Dienstag, 15. Mai 2018; 10:44
NLA

News von Tanja und Marco Gygli aus Dubai

Von: Paul Hösli (SO)

Jahrelang war Marco Gygli Profi bei Volley Näfels. Ende September letzten Jahres haben er und seine Frau Tanja ein Abenteuer und eine neue Herausforderung gesucht und ihre Sachen gepackt. Von einem Leben zwischen Wüste, Science-Fiction und Alkoholverbot.


Wenn Marco Gygli früher aus dem Fenster geschaut hat, dann hat er die Glarner Bergwelt gesehen. Wenn er es heute tut, «dann fühle ich mich wie in einem Film von ‘Star Wars’. In der Wüste mit der Skyline einer Grossstadt im Hintergrund.» Der 30-Jährige ist nicht auf einem fernen Planeten gelandet, jedoch in einer komplett anderen Welt angekommen. Seit Anfang Jahr wohnt und arbeitet er zusammen mit seiner Ehefrau Tanja bei The Sustainable City (Nachhaltigkeitsstadt) in der Wüste vor den Toren der Millionenmetropole Dubai in den Vereinigten Arabischen Emiraten. Diese Kleinstadt hat sich voll und ganz dem Prinzip der Nachhaltigkeit verschrieben und gilt in der arabischen Welt als einzigartiges Vorzeigeprojekt.
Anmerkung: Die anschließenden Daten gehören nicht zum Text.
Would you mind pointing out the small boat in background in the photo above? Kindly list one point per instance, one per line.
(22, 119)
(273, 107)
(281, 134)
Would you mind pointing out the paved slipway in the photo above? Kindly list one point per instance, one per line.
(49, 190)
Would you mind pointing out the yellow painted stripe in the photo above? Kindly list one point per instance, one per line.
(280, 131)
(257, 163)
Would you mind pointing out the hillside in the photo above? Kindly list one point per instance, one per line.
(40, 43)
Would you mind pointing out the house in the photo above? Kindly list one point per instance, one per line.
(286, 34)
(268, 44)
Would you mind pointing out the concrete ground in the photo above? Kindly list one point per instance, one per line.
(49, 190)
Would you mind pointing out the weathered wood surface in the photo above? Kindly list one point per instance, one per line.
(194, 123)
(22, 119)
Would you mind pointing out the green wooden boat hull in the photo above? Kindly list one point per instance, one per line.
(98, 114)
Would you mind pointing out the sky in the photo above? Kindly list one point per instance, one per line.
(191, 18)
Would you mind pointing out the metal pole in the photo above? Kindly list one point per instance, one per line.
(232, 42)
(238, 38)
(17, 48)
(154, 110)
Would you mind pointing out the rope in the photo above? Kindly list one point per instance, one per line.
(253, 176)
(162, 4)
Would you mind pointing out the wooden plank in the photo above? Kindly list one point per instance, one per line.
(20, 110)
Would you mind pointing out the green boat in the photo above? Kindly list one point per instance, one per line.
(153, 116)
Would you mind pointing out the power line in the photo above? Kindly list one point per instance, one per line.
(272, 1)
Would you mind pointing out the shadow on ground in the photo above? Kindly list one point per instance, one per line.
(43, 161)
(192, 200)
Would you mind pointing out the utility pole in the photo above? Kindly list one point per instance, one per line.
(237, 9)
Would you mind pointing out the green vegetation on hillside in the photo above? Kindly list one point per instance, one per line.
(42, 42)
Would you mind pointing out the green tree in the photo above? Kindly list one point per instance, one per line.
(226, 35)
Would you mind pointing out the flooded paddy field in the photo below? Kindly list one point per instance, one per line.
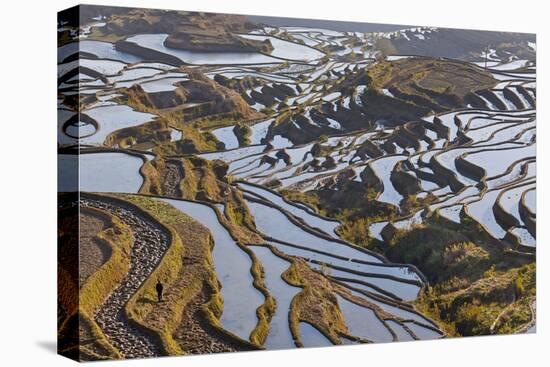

Als Tanja und er, sie hat früher bereits in der Hauptstadt der Emirate Abu Dhabi gewohnt, Ende September die Koffer packten und zu einem neuen Abenteuer aufbrachen, hatten sie noch keine Ahnung, was sie zwei Monate später erwarten würde. «Wir haben etwas Spezielles gesucht, ansonsten wären wir nach Frankreich oder England gegangen. In Dubai war ich schon in den Ferien und es hat mir gefallen.» Dass es gleich so komplett anders werden würde, hätten sie kaum gedacht. Denn gelandet sind sie in einer Stadt, die ihresgleichen sucht. Ein Ort mit rund 2700 Einwohnern, der sich ausschliesslich selber mit Energie versorgt und alles recycelt. «Wir haben keine Nebenkosten hier, zahlen keine Steuern. Der Lohn wandert praktisch eins zu eins aufs Konto», erzählt Gygli.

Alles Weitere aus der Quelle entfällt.